The U.S. Coast Guard, in consultation with the U.S. Environmental Protection Agency, issued a Directive to BP on how the company should manage recovered oil, contaminated materials and liquid and solid wastes recovered in cleanup operations from the BP oil spill. The Directive, signed on June 29, 2010, is meant to complement the state’s activities by providing further oversight and imposing more specific requirements. The U.S. Coast Guard, along with EPA, and in consultation with the states, will hold BP accountable for the implementation of the approved waste management plans and ensure that the Directive are followed in the Gulf Coast states.

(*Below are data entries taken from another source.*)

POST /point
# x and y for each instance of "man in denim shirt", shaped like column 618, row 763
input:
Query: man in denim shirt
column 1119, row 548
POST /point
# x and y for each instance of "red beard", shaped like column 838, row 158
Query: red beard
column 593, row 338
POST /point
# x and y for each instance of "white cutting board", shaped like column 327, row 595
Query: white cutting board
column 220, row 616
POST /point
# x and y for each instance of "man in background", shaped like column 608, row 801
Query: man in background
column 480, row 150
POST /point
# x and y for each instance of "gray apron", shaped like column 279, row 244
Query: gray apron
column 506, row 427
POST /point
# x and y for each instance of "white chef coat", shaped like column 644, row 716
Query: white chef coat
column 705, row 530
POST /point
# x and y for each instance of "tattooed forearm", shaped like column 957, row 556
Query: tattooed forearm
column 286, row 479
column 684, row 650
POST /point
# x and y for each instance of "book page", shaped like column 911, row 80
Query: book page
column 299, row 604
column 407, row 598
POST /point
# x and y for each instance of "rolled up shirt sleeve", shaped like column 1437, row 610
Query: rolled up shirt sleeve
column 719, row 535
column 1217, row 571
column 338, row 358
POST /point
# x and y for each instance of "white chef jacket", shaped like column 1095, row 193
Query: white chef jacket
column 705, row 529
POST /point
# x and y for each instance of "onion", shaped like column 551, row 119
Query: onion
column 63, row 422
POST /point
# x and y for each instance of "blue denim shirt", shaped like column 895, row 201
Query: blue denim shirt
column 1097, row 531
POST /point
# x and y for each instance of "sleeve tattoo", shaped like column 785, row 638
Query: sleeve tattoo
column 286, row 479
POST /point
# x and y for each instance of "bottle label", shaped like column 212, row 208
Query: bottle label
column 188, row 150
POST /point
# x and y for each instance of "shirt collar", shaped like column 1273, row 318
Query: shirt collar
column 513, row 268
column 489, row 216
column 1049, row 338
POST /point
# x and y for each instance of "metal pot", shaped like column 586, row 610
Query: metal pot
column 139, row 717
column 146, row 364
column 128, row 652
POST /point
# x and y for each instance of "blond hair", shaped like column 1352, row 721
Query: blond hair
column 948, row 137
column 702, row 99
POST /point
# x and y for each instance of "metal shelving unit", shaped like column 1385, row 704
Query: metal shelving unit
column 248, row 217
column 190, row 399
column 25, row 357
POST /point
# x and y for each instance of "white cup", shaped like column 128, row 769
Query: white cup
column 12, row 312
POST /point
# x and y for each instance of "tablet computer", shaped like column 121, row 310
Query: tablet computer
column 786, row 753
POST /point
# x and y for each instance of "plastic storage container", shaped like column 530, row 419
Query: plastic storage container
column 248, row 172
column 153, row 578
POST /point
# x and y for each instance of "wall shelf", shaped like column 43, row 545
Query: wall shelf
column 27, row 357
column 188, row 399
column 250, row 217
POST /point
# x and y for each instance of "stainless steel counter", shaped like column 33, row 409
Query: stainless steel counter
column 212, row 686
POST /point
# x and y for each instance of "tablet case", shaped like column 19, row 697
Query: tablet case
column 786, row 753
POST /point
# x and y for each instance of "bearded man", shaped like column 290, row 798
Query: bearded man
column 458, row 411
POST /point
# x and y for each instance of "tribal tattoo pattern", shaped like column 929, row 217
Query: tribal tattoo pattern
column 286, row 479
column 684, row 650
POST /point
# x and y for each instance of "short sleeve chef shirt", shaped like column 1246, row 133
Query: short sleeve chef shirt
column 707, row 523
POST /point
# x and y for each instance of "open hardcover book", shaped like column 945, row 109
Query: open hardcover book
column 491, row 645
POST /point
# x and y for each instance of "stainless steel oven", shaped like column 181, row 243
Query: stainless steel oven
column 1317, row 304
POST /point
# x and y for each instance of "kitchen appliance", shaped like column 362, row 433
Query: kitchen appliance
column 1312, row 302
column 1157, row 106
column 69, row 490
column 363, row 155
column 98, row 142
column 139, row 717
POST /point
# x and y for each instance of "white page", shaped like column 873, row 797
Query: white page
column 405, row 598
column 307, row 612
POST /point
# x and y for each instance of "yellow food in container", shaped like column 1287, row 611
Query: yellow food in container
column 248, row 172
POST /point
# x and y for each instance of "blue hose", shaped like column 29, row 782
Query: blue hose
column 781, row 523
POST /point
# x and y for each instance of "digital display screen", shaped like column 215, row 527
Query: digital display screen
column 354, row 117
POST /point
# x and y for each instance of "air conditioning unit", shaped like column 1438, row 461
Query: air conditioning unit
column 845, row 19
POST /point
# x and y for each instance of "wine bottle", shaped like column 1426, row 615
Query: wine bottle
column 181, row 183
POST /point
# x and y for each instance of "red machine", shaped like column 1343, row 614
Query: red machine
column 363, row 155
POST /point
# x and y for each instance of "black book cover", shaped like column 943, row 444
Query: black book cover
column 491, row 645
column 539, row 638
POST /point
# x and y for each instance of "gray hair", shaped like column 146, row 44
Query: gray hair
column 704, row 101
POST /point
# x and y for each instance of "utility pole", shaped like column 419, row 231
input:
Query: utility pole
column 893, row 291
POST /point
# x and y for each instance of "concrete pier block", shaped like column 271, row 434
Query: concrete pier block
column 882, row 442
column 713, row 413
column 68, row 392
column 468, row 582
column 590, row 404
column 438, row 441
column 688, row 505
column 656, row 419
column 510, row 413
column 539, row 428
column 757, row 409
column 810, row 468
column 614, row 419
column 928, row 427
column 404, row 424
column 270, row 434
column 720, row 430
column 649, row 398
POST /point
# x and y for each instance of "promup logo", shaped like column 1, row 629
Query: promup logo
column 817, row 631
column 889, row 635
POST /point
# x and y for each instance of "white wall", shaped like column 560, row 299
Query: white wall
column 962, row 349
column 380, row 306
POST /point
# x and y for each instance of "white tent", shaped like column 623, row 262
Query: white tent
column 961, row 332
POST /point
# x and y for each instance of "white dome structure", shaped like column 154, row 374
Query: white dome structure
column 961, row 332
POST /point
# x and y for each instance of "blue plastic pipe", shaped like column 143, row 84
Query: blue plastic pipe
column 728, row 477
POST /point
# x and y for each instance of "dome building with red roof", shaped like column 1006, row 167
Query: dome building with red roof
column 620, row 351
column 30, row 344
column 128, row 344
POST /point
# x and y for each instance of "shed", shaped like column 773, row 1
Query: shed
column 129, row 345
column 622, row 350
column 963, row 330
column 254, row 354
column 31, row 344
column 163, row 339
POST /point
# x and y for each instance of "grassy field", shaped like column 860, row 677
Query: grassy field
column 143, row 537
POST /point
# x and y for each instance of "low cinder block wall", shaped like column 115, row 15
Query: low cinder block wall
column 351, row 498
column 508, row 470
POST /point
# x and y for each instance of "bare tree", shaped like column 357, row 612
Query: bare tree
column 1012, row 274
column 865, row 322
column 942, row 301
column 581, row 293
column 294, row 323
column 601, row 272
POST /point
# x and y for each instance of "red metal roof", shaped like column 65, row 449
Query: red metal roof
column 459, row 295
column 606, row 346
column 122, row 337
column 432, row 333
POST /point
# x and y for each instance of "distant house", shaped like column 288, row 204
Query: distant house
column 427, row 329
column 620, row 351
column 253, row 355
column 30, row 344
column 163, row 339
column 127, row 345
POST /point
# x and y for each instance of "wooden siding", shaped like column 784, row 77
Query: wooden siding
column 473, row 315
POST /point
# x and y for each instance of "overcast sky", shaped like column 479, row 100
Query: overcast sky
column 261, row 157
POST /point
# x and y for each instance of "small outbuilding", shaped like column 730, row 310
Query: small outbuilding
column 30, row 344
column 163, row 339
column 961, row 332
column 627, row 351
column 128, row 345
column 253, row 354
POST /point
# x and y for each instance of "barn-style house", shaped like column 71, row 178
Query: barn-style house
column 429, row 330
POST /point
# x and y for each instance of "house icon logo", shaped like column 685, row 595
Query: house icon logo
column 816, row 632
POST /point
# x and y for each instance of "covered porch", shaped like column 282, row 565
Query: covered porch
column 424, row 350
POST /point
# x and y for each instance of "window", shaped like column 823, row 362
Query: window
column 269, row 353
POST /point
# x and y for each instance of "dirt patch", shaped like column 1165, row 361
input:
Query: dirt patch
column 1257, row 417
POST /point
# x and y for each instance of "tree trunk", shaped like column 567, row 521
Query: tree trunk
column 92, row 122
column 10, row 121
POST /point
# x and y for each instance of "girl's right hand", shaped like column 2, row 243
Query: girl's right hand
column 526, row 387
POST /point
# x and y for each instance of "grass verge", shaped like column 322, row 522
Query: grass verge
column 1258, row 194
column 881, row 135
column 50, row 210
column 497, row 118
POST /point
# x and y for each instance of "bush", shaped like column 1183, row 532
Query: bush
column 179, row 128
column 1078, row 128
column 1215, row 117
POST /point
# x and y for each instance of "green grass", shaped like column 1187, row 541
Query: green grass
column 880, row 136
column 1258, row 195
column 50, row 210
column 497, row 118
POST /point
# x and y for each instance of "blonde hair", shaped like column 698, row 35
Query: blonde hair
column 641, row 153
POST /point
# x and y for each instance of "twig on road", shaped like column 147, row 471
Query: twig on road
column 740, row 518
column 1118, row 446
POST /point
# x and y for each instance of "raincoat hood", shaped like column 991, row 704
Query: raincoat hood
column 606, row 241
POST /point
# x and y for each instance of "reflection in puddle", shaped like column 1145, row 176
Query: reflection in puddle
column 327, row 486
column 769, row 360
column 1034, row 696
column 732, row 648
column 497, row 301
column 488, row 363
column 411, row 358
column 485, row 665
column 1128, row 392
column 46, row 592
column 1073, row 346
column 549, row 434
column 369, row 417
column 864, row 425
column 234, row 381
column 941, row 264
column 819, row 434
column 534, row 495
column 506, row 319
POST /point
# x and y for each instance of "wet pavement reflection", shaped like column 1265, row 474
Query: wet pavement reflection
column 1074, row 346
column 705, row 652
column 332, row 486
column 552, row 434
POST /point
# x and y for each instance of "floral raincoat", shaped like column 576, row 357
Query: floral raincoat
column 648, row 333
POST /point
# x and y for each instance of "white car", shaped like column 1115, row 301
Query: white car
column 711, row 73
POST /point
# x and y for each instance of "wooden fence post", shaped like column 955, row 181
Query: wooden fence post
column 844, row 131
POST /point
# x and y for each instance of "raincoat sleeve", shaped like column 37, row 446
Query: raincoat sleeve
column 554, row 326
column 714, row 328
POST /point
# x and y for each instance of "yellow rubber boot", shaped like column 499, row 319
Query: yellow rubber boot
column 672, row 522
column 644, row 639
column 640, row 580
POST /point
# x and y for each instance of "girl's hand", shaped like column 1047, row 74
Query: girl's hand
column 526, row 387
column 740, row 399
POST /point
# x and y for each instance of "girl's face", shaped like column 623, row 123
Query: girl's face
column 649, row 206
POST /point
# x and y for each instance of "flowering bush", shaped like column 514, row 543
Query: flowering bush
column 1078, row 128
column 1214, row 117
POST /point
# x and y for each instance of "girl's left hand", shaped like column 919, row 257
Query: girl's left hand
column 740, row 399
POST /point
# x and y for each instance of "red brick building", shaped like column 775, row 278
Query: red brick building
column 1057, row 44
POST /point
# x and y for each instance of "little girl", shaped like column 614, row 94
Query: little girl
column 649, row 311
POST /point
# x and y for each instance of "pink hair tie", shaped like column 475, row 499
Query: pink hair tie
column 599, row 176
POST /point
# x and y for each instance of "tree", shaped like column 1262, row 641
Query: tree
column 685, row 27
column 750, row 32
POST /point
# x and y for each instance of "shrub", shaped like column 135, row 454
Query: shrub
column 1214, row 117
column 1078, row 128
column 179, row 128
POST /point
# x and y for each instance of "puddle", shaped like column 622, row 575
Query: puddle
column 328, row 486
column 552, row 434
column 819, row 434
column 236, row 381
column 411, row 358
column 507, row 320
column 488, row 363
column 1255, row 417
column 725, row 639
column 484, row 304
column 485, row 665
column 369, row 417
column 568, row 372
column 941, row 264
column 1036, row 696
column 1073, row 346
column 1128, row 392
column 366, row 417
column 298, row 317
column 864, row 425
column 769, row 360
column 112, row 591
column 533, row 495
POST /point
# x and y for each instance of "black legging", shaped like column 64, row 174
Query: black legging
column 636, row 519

The Directive creates enforceable requirements, implementation procedures and oversight plans related to BP’s handling of waste materials. Specifically, the Directive will do the following:

  • Provides guidelines for community engagement activities and sets transparency requirements on information regarding the proper management of liquid and solid wastes.
  • Requires BP to give EPA and state agencies access to facilities or any location where waste is temporarily or permanently stored. Access includes allowing the agencies to perform any activities necessary, such as assessments, sampling or inspections.
  • Requires BP to comply with all applicable federal, state and local laws and regulations and to ensure that all facilities where waste is located or placed have obtained all permits and approvals necessary under such laws and regulations.
  • Finally, the Directive requires BP to submit to EPA and the Coast Guard specific plans, waste reports and tracking systems for liquid and solid waste.
On August 19, 2010, BP submitted to the U.S Coast Guard and EPA the final four specific plans required by the Recovered Oil, Contaminated Materials and Liquid and Solid Waste Management Directive issued to BP by the USCG on June 29, 2010. These plans include:

These plans were reviewed by EPA and the States impacted by the BP Oil Spill in the Gulf. They identify enforceable requirements, implementation procedures and oversight plans related to BP’s handling of waste materials. EPA and the States will continue to monitor BP’s waste management activities to ensure compliance with these plans in accordance with the waste management directive issued to BP.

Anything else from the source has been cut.